Douglass suggests that there was an inverse correlation between his desire to read and his master’s desire for him to remain ignorant, and that his master’s opposition made him even more convinced that reading could be useful to him. While it seems evident that one purpose Douglass had in mind was to use the skill to make progress in the material world, and obtain his freedom, in Incidents in the Life of a Slave Girl, Harriet Jacobs tells the story of a pious, older black man who was willing to assume the risk of learning to read illegally so he could decipher the words of the bible.

These two examples are relevant to the debate surrounding the “Gateway of Death” theory, or the disagreement about whether or not black people sang songs that seemed to be about spiritual matters– but were actually coded references to, and sometimes directions for, escaping from enslavement on earth–or if the references to freedom in black spirituals actually had to do with the freedom they expected to feel when they were released from their lives, into heaven.

Jacobs’ desire to see her children dead instead of having them controlled by her enslaver seems similar to what motivated Margaret Garner, the woman who inspired the plot of Toni Morrison’s Beloved, to murder her own daughter instead of seeing her return to slavery. This sentiment is repeated a couple paragraphs later when Dr. Flint throws Jacobs’ son across the room. For a moment, she thinks her son is dead, but when he does open his eyes, she writes, “I don’t know whether I was very happy.”

Jacobs feeling that it would be better for her child to die than to continue living in slavery offers a parallel between Jacobs, Margaret Garner and Morrison’s Beloved.

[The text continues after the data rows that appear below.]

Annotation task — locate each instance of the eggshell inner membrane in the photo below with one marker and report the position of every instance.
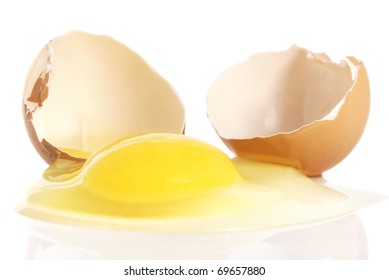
(278, 92)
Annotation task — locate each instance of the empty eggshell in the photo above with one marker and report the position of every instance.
(293, 107)
(84, 91)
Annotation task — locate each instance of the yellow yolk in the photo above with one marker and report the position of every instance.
(158, 168)
(164, 182)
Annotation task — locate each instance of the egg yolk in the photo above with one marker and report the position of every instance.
(158, 168)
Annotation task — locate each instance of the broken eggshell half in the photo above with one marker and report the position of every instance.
(84, 91)
(292, 107)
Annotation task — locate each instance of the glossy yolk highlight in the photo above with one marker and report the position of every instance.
(173, 183)
(158, 168)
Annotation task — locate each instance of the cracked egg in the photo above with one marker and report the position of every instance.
(174, 183)
(84, 91)
(293, 107)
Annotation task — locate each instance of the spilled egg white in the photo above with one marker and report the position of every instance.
(198, 189)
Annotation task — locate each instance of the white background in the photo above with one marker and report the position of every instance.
(190, 43)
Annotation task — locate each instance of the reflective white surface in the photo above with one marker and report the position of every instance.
(341, 239)
(190, 44)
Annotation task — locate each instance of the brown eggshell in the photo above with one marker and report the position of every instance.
(318, 146)
(84, 91)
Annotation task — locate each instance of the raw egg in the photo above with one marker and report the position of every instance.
(174, 183)
(293, 107)
(84, 91)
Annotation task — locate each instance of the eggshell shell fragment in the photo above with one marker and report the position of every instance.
(84, 91)
(255, 129)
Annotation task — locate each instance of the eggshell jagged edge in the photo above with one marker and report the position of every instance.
(319, 146)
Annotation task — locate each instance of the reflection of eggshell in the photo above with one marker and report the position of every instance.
(84, 91)
(294, 107)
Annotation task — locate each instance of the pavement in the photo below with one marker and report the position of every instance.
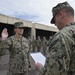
(4, 65)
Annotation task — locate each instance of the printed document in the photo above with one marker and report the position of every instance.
(38, 57)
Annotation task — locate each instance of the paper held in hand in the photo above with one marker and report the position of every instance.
(38, 57)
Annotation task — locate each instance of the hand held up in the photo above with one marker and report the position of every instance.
(4, 34)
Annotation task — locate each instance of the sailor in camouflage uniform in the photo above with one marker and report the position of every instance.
(19, 49)
(61, 57)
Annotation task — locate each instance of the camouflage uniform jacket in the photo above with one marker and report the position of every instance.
(61, 57)
(18, 54)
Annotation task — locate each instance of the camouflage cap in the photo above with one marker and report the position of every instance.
(57, 8)
(19, 24)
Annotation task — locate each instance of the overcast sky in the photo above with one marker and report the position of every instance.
(37, 11)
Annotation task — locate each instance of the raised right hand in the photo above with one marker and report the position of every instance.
(4, 34)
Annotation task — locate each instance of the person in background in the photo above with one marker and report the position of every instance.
(18, 49)
(39, 44)
(61, 53)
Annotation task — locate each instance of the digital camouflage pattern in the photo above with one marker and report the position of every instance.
(19, 50)
(61, 57)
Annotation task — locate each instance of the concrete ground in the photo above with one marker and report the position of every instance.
(4, 60)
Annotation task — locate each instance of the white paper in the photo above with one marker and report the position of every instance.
(38, 57)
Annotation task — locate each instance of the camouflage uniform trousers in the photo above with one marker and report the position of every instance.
(25, 73)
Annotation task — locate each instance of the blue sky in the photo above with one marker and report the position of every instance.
(37, 11)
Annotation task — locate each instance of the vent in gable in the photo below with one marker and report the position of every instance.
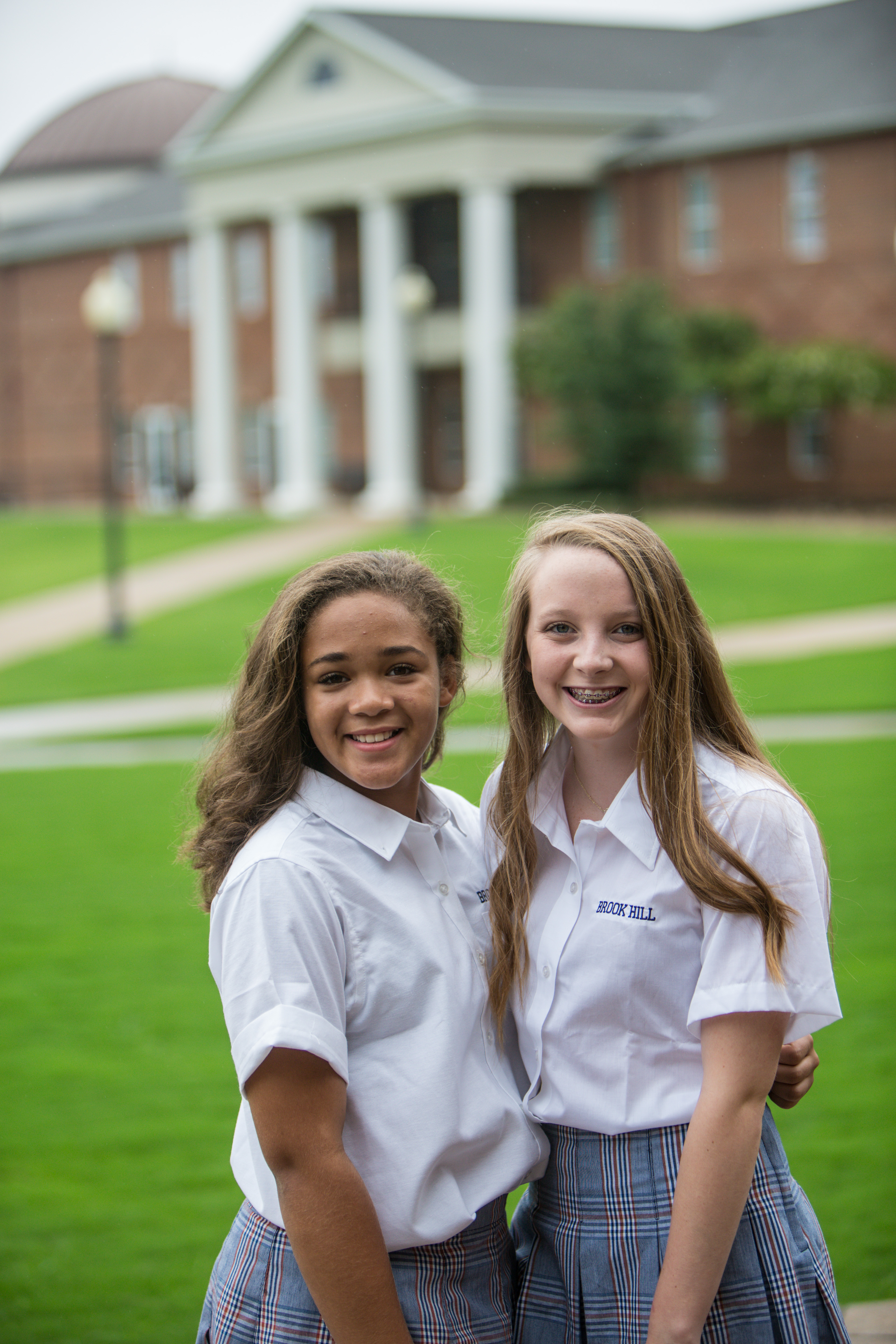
(323, 72)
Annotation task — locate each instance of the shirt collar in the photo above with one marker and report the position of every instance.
(382, 830)
(626, 816)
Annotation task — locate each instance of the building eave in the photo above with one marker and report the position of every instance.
(761, 136)
(87, 237)
(550, 111)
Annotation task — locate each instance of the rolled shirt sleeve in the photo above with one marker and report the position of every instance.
(778, 838)
(279, 955)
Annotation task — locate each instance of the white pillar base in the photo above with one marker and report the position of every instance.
(390, 421)
(214, 374)
(300, 472)
(214, 499)
(292, 499)
(389, 500)
(479, 498)
(488, 288)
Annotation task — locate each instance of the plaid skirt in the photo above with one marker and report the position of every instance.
(592, 1236)
(456, 1292)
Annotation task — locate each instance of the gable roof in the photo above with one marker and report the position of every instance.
(813, 73)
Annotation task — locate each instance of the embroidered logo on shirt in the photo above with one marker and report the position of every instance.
(626, 912)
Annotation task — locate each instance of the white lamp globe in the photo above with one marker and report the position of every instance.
(414, 291)
(108, 304)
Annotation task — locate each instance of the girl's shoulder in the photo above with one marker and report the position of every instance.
(739, 790)
(279, 838)
(465, 814)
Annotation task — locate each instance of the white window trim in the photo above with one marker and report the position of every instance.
(692, 259)
(805, 210)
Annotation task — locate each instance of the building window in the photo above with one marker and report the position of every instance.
(700, 222)
(436, 245)
(249, 273)
(809, 447)
(805, 207)
(604, 232)
(127, 264)
(179, 283)
(323, 263)
(162, 458)
(260, 447)
(710, 462)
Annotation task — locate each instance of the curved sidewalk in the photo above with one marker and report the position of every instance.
(78, 611)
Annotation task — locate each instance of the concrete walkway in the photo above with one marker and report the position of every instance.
(871, 1323)
(78, 611)
(805, 636)
(19, 753)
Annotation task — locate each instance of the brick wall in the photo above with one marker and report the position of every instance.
(49, 380)
(848, 294)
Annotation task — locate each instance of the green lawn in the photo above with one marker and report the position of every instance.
(120, 1097)
(737, 576)
(42, 549)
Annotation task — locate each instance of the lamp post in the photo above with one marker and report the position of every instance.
(108, 310)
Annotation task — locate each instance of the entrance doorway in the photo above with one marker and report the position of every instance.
(442, 431)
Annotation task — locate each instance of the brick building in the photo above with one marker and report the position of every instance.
(277, 248)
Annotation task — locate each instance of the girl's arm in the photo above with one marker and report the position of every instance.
(739, 1060)
(299, 1109)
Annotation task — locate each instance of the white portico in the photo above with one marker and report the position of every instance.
(363, 115)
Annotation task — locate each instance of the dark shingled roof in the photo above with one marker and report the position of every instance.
(131, 124)
(155, 210)
(821, 72)
(527, 54)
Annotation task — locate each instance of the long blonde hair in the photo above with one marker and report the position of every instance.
(265, 744)
(690, 702)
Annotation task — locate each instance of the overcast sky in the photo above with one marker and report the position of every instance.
(56, 52)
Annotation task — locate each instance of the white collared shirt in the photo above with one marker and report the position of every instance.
(626, 963)
(348, 931)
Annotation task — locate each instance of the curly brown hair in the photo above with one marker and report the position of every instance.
(690, 702)
(265, 744)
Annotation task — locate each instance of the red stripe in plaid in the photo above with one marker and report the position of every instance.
(456, 1292)
(596, 1229)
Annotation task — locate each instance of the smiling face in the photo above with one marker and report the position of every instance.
(373, 691)
(586, 647)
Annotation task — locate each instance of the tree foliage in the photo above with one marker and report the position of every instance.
(620, 368)
(776, 384)
(612, 368)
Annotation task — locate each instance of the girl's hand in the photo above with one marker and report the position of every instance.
(796, 1073)
(718, 1162)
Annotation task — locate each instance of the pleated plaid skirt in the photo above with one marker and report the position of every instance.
(456, 1292)
(592, 1236)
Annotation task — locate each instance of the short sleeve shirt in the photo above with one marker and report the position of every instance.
(626, 963)
(351, 932)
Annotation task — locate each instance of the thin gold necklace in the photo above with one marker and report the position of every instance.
(593, 802)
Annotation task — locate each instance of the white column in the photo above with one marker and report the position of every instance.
(216, 459)
(300, 471)
(488, 298)
(390, 429)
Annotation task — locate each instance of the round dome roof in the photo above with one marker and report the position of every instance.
(130, 124)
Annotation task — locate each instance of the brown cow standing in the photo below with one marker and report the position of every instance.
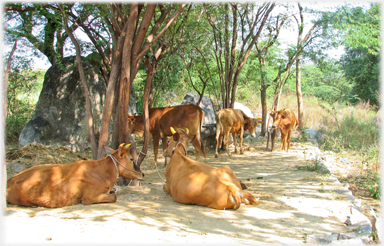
(285, 120)
(60, 185)
(193, 182)
(161, 119)
(233, 121)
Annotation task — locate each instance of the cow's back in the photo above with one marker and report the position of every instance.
(181, 116)
(229, 120)
(213, 187)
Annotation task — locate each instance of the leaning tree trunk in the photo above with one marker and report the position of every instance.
(299, 93)
(88, 104)
(151, 70)
(5, 103)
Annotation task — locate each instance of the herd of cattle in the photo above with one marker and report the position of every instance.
(187, 181)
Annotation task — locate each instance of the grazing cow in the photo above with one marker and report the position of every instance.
(236, 122)
(193, 182)
(60, 185)
(160, 119)
(285, 120)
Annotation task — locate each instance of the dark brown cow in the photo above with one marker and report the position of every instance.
(233, 121)
(60, 185)
(285, 120)
(161, 119)
(193, 182)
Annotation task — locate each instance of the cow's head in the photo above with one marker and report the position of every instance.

Furthermore, Jacobs’ reference to being “broken in,” or the idea of a mother being forced to observe the abuse of her children so regularly that she eventually accepts it, offers insight into something Frederick Douglass wrote. As he describes the first place where he lived, Douglass indicates that there was little to hold him there because his familial connections were disrupted by the business of slavery. Of his siblings, he writes, “the early separation of us from our mother had well nigh blotted the fact of our relationship from our memories.” Much like the daily experience of slavery results in Jacobs observation of mothers who’ve been traumatized to the point that they express little, as they watch their children being beaten, disruption of families during slavery severed the basic ties between relatives, resulting in situations like the one Douglass described.